Mais les critiques étaient élogieuses et j’avais vraiment beaucoup aimé la première BD de cet auteur.

Alors je me suis plongée dedans ! Et j’ai bien fait. Ce n’est pas une histoire drôle, mais on sourit à de nombreux moments. Fabien Toulmé a un don d’empathie certain et aussi le don de raconter les histoires. Hakim est un jeune homme extrêmement sympathique. Et petit à petit, au fil des pages, on comprend comment on “devient migrant”…

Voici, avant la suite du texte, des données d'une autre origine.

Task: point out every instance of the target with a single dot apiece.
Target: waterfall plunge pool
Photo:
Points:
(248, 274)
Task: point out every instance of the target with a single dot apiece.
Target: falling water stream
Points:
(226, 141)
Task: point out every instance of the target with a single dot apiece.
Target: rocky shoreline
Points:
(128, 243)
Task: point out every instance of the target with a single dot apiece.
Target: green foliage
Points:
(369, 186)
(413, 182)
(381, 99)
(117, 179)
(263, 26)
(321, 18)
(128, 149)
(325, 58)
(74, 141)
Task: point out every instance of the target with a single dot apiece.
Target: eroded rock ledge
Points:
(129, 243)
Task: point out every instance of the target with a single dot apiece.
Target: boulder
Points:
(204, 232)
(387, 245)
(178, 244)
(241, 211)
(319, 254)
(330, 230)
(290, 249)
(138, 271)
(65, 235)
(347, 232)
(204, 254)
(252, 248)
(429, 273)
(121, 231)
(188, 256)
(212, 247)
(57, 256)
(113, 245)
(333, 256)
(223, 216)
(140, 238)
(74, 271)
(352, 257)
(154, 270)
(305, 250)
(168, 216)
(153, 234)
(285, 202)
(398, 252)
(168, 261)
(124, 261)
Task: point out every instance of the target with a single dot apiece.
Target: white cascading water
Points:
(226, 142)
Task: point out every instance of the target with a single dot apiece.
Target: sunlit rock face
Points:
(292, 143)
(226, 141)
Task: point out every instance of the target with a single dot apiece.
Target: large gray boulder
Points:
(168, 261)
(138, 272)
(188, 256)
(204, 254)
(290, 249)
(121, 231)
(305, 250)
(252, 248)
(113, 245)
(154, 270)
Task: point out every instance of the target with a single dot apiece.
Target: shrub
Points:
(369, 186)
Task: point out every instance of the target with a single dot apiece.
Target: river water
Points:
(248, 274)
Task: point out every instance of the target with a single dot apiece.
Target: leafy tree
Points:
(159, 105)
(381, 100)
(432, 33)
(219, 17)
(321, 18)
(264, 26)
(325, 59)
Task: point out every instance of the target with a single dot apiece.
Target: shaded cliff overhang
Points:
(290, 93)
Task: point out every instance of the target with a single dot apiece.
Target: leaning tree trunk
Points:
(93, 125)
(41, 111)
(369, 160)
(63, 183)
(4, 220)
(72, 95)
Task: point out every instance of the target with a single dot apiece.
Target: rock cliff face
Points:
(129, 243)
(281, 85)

Ce n’est vraiment pas un choix dans le cas d’Hakim, c’est le moins qu’on puisse dire ! Après tout ce qu’ils ont traversé, j’espère pour lui et sa famille qu’ils vont bien maintenant (et j’aimerai qu’il en soit de même pour toutes les personnes qui traversent de telles situations d’ailleurs… Oui, je sais, je suis un bisounours).Hakim

C’est une histoire passionnante ! (même si cette situation est bien évidemment dramatique) et dans laquelle on apprend plein de choses.

J’ai vraiment hâte de lire le tome 3 !

Ajout d’octobre 2020 : J’ai lu le 3ème tome et c’est toujours aussi bien ! Instructif, humain, poignant…

Une BD qui devrait être présente dans tous les CDI de lycées et dans toutes les bibliothèques.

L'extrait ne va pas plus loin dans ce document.